Calls for developing Miller Peninsula State Park (MPSP) because “we need more camping” are short-sighted.
Every state has signup lists for camping; it isn’t unique to Washington.
Does this mean we should destroy the last swath of public land of this type on the Olympic Peninsula?
Using loss of camping spots at Sequim Bay State Park to justify developing MPSP is a red herring.
Parks’ internal discussions for Sequim Bay improvements show they are choosing to eliminate existing camping spots to create a large fenced dog area, sleeping huts, two paved parking areas and concessions area.
Plus, Parks already knows there are plans for a new, privately owned RV camping development adjacent to MPSP.
How much is too much?
Instead, can we imagine a different approach to State Parks use of our public lands?

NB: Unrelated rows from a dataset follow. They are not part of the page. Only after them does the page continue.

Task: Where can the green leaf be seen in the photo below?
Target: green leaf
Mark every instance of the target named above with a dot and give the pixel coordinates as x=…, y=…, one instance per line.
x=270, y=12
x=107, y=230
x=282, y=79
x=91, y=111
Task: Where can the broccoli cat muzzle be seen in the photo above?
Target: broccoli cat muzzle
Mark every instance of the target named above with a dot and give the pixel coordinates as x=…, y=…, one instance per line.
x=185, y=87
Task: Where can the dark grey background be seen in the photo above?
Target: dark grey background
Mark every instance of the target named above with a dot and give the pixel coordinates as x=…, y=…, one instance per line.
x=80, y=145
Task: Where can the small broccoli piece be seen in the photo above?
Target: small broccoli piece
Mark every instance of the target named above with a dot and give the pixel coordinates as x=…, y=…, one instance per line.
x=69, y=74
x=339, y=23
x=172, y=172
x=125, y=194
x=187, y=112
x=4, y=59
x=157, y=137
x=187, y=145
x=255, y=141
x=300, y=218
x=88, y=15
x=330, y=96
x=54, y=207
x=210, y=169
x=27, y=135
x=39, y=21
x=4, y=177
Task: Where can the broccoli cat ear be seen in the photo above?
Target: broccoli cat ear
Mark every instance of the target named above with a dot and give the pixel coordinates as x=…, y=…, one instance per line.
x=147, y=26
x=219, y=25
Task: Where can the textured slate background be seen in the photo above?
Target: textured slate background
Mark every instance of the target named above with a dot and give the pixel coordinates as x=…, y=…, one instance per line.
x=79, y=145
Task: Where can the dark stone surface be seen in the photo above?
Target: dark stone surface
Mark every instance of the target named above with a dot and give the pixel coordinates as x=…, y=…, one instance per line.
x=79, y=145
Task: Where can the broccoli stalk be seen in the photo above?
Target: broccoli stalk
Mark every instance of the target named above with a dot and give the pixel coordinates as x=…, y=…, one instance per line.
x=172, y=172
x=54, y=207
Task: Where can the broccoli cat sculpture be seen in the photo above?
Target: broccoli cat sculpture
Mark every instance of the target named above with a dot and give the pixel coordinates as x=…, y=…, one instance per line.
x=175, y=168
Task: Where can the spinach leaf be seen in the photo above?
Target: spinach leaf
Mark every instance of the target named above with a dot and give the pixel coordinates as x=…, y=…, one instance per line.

One that creates a 21st century, forward thinking, habitat preserving, groundwater saving, responsible shoreline management, species protecting, education promoting, 3,000-acre intact forest, wetlands and plant ecosystem, day use park at MPSP?
Let’s take a moment to ask, why do people choose to visit the Olympic Peninsula?
Is it because it looks like every other place in the state?
Or is it because this is a beautiful, distinctive, unique area?
It seems to me these boring, unimaginative calls for accommodating “we need more camping” are reminiscent of the wonderful idea to create strip malls in every town “because people want them.”
I suggest Parks start including location, location, location into its planning policies.